Here are some things that you can try to overcome isolation:
No. 1 Leave your comfort zone.
Be the first to reach out to your employees. This is the first and crucial step to overcoming the feeling of being alone. Make yourself more approachable but still respectable for the employees. Start making that connection and interact with your subordinates.
No. 2 Connect with other positive minded leaders.
Find yourself a group of other leaders that you can share your experience with. During a business or company meeting, set aside some time to talk about what you are feeling. Share your issues and concerns about being a manager. Having a group of people where you can let out a steam will be a great relief over the feeling of being alone.
No. 3 Seek out for advisers, coaches, and mentors.
This could be anyone from colleagues, past professors, and other supervisors from your company. The important thing is for you to find someone whom you can trust and can offer you advice or tips on how they have overcome isolation on their own fields. Sometimes it’s not only their advice that’s important but for you to have someone to talk your feelings with.
No. 4 Cultivate your communication skill.
You need to establish good interpersonal relationship with your employees while still maintaining professionalism. There is a thin line that separates getting along well with your employees and subordinates at work, and going out with them at a bar or getting drunk with them. The former is good, but the latter is a no, no.
Always seek to improve your communication skills so that your employees will be comfortable when talking to you while still maintaining respect and regards to you as their leader.

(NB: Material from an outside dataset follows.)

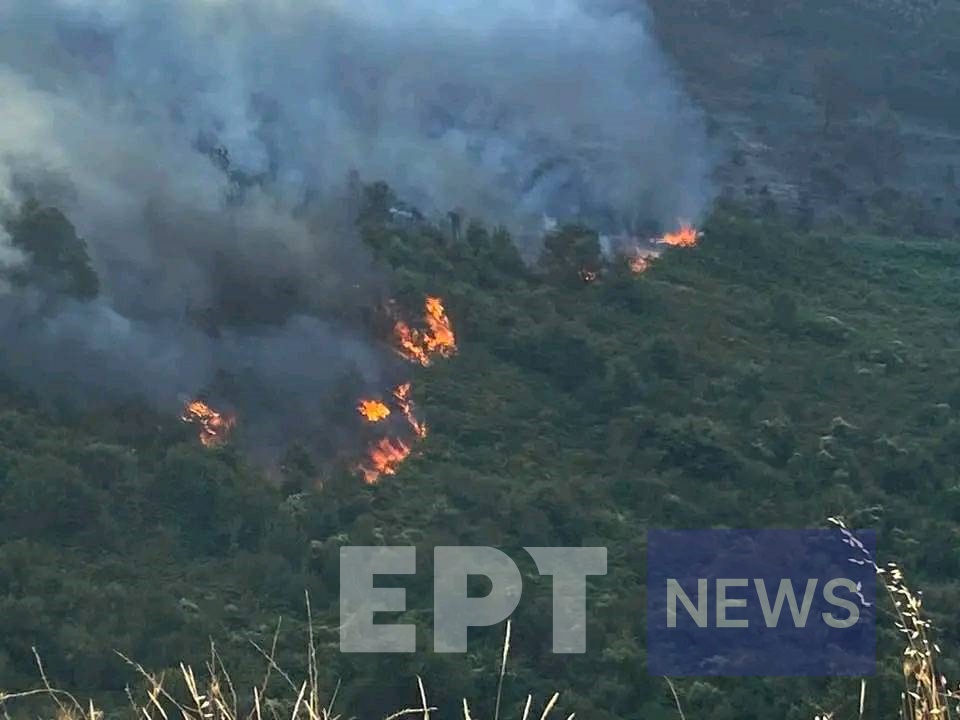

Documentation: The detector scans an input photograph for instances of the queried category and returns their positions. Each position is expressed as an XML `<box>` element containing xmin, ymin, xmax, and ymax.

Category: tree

Maintain open, ongoing and constructive conversation with your employees. Make your employees comfortable in regular meeting and communication with you. Again, make yourself approachable.

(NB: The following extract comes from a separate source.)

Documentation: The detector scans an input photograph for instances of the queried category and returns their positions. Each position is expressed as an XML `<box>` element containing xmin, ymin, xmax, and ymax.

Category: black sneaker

Encourage your employees to ask questions regarding the tasks assigned to them. Convince them to have a feedback regarding the issues being tackled. Provide a nonjudgmental environment when communicating with your employees.

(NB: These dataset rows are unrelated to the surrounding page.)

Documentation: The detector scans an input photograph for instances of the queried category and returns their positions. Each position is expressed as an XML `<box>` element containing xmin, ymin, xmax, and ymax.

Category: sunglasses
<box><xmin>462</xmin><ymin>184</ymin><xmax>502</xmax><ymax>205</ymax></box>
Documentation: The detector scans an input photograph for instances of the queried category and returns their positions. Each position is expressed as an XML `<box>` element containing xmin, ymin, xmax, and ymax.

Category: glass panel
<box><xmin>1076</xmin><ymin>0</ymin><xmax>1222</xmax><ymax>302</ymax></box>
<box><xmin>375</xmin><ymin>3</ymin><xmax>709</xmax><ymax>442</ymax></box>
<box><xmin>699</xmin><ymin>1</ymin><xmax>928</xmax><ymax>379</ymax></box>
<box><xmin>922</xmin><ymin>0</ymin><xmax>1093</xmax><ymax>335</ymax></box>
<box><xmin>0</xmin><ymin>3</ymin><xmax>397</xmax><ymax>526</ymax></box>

Being a manager has its own set of pros and cons just like being an employee. You need to establish a balance between your managerial role and your relationship with your subordinates.
Finally, you also need to balance between your professional life and personal life. Remember, you have other responsibilities aside from being a leader; you are also a friend, a spouse, or a parent.
Establish a barrier between being a boss and being a person so that other important relationships in your life will not suffer.